É intolerável o «escândalo» da fome num mundo onde um terço da produção alimentar «está indisponível devido às perdas e aos desperdícios cada vez maiores». A denúncia vem do Papa Francisco, que numa mensagem enviada ao director-geral da Fao, José Graziano da Silva, por ocasião do dia mundial da alimentação, invoca uma mudança de mentalidade face à tragédia «na qual ainda vivem milhões de famintos e subalimentados, entre os quais muitíssimas crianças». Uma tragédia que para o Pontífice não deve ser enfrentada segundo a lógica ocasional da emergência mas como «um problema que interpela a nossa consciência pessoal e social» e exige «uma solução justa e estável».

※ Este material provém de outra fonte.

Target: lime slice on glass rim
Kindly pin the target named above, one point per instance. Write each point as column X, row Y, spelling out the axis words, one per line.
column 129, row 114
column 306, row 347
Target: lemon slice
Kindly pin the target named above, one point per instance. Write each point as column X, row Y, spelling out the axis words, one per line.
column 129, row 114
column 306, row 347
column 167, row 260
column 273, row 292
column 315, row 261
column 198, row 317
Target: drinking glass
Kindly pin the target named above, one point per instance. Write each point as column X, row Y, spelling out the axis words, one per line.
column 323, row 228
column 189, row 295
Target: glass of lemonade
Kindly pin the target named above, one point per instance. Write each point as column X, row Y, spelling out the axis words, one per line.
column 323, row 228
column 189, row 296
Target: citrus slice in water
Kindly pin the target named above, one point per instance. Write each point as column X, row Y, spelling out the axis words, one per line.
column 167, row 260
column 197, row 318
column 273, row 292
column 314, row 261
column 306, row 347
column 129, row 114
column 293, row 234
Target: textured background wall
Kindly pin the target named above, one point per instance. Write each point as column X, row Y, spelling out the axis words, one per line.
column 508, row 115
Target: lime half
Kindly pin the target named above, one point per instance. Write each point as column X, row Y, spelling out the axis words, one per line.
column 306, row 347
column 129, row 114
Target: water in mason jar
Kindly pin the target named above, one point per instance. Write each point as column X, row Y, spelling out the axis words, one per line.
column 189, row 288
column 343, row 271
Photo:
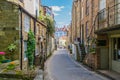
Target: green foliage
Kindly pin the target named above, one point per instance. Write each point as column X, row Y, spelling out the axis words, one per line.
column 50, row 25
column 2, row 57
column 49, row 22
column 11, row 67
column 92, row 50
column 12, row 47
column 30, row 48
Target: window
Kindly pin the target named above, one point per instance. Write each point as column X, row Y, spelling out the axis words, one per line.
column 87, row 29
column 25, row 49
column 102, row 4
column 87, row 7
column 82, row 13
column 21, row 1
column 116, row 49
column 26, row 23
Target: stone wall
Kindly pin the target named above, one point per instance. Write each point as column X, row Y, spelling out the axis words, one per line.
column 9, row 26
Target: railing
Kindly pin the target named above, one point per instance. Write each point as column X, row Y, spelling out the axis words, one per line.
column 107, row 17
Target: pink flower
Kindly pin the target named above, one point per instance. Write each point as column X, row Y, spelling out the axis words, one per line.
column 2, row 53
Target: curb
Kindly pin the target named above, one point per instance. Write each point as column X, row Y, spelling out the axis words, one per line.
column 89, row 69
column 105, row 75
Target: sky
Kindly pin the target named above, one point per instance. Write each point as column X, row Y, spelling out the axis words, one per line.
column 61, row 9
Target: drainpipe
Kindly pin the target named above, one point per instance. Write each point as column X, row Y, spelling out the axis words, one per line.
column 21, row 38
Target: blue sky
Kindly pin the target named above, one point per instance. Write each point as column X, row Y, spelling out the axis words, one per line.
column 61, row 9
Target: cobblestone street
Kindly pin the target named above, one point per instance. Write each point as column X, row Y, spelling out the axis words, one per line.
column 61, row 67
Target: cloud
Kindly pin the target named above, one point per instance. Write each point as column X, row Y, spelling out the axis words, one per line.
column 57, row 8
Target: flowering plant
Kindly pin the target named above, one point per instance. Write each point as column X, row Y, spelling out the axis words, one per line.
column 11, row 66
column 2, row 57
column 2, row 53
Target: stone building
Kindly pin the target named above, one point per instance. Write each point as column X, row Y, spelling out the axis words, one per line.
column 15, row 24
column 83, row 15
column 99, row 30
column 107, row 29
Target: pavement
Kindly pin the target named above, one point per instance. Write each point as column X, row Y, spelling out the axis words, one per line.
column 60, row 66
column 110, row 74
column 39, row 75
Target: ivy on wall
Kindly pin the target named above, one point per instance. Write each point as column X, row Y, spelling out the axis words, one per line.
column 30, row 48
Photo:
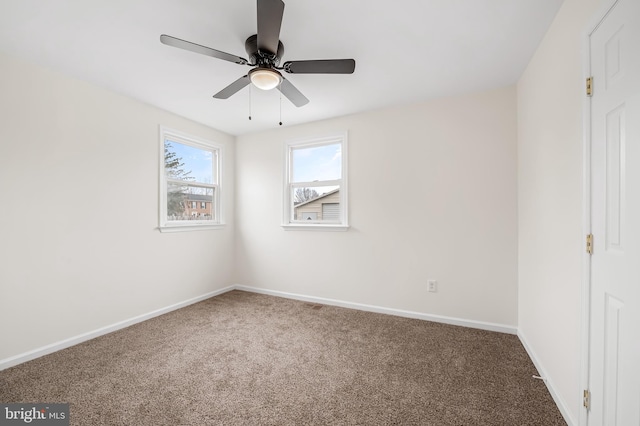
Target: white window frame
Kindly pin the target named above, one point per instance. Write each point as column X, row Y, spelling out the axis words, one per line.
column 218, row 154
column 288, row 222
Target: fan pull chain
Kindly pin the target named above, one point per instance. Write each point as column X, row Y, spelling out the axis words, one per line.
column 280, row 103
column 249, row 102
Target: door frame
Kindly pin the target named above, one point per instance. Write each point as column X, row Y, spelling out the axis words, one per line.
column 585, row 327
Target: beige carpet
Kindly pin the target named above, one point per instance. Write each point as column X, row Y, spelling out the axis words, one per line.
column 249, row 359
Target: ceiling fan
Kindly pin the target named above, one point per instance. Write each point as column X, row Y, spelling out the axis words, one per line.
column 265, row 51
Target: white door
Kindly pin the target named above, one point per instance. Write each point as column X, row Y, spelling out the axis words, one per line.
column 614, row 357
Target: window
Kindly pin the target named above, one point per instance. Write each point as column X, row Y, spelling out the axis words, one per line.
column 189, row 177
column 315, row 193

Por isso o bispo de Roma exorta a superar atitudes de indiferença ou habituais e a «abater com decisão as barreiras do individualismo, do fechamento em si mesmo, da escravidão do lucro a qualquer preço», para  «reconsiderar e renovar os nossos sistemas alimentares». Em particular, deve ser superada «a lógica da exploração selvagem da criação»  –  lê-se na mensagem  que o observador permanente da Santa Sé junto da Fao, arcebispo Luigi Travaglino leu durante a cerimónia realizada na manhã de quarta-feira, 16 de Outubro, na sede da organização em Roma – através do «esforço para cultiva e conservar o meio ambiente e os seus recursos para garantir a segurança alimentar e para  caminhar rumo a uma alimentação suficiente e sadia para todos».

Recordando que «os nossos pais  nos educavam para o valor do que recebemos e temos, considerando tudo como dom precioso de Deus», o Papa Francisco exortou todos a um sério exame de consciência «sobre a necessidade de modificar concretamente os nossos estilos de vida» alimentares, marcados com demasiada frequência «pelo consumismo, dissipação e desperdício de alimentos». E volta a advertir contra as consequências da «cultura do descartável», que sacrifica «homens e mulheres aos ídolos do lucro e do consumo», e da «globalização da indiferença», que nos «faz  “habituar” lentamente ao sofrimento do outro, como fosse normal». O problema da fome, substancialmente, não é só económico ou científico mas também, e sobretudo, ético  e antropológico. «Educar-nos para a solidariedade – advertiu o Pontífice – significa educar-nos para a  humanidade» e comprometermo-nos a edificar uma sociedade que mantenha sempre «a pessoa e  a sua dignidade no centro».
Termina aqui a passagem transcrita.